Algebraic geometry 1
Schedule for the course:
Monday 10-12 Uhr WSC-N-U-4.05
Wednesday 10-12 Uhr WSC-N-U-4.05
Exercise classes: Friday 12-14 WSC-N-U-4.05
There is a moodle-page with exercises, information on the content of the course and room for dicussions (AlgebraischeGeometrie helps to sign up for the course).
Content: The course aims to give an introduction to algebraic geometry - classically this meant the study of the geometry of the set of solutions of a system of polynomial equations. You might have seen in a course on commutative algebra, that the set of solutions can be encoded efficiently in terms of rings and their prime ideals.
This language has the advantage that once one manages to translate geometric notions like dimension, smoothness, tangent spaces in these terms one can apply these even to study solutions of equations over rational numbers, integers or finite fields, which is quite unexpected and very useful.
As for manifolds, once one has an understanding of basic geometric objects, it is useful to allow to patch these together. This leads to the concept of schemes.
In the course we will learn about schemes and their geometric properties and will then apply these to obtain some classical results on the geometry of curves.
Prerequisites: Algebra and some commutative Algebra: Rings, modules, ideals, prime ideals, localization, tensor products. If you are willing to accept results of commutative algebra without proof these notions will be sufficient - and even a little less might be ok.
Literature: There is a wealth of good books on algebraic geometry, have a look at a few of them before deciding on one. Here is a small selection:
More recent books:
R. Vakil: Foundations of Algebraic Geometry (Notes) http://math.stanford.edu/~vakil/216blog/
This is a recent book project. I will try to use it as a rough guideline.
U.Görtz, T. Wedhorn: Algebraic geometry I, Schemes with Examples and Exercises, Vieweg.
Here you will find much more about the basics on schemes than one could cover in a semester. It is an extremely useful reference.
Q. Liu: Algebraic Geometry and Arithmetic Curves, Oxford Univ. Press
Older classics:
R. Hartshorne: Algebraic Geometry, Springer Graduate Texts in Mathematics 52.
Many mathematicians learned algebraic geometry from this book. The ratio content / length is still very high. The exercises are an essential part of this book.
D. Mumford: The Red Book on Varieties and schemes. Springer Lecture Notes in Math. 1358
I. Shafarevich: Basic Algebraic Geometry 1, 2, Springer
J. Dieudonné, A. Grothendieck: Eléménts de géométrie algébrique I-IV, Publ.

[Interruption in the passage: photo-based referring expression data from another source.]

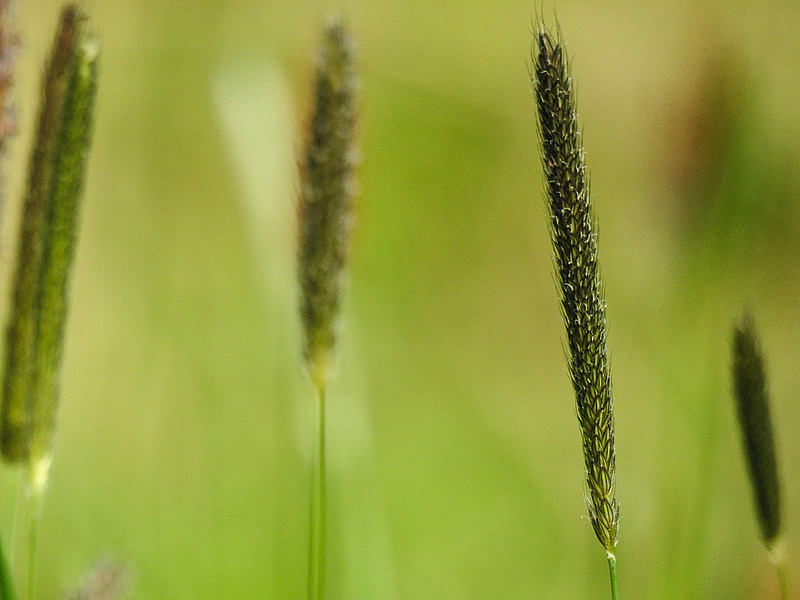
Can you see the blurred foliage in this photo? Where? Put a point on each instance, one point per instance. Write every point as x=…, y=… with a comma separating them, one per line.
x=455, y=455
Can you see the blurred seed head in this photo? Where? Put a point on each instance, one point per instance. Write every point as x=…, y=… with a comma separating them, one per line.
x=752, y=402
x=326, y=199
x=34, y=342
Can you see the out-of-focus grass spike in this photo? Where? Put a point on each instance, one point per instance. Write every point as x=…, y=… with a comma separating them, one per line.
x=325, y=215
x=583, y=305
x=9, y=42
x=755, y=421
x=35, y=331
x=326, y=198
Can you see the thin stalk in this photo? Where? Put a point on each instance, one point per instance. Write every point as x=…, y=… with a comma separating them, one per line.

Math. IHES 8, 11, 17, 20, 24, 28, 32 (1960-67), gescannt auf numdam.org
The classic reference for the last (up to now) revolution in algebraic geometry. It is still the standard reference - but it was probably never intended to be a book to use for a course.
A recent resource is the Stacks-Project of A.J. deJong.
This is an amazing reference, containing much more than any series of lecture courses could cover. It is hyperlinked and searchable so that you can look for particular results and their proofs very easily.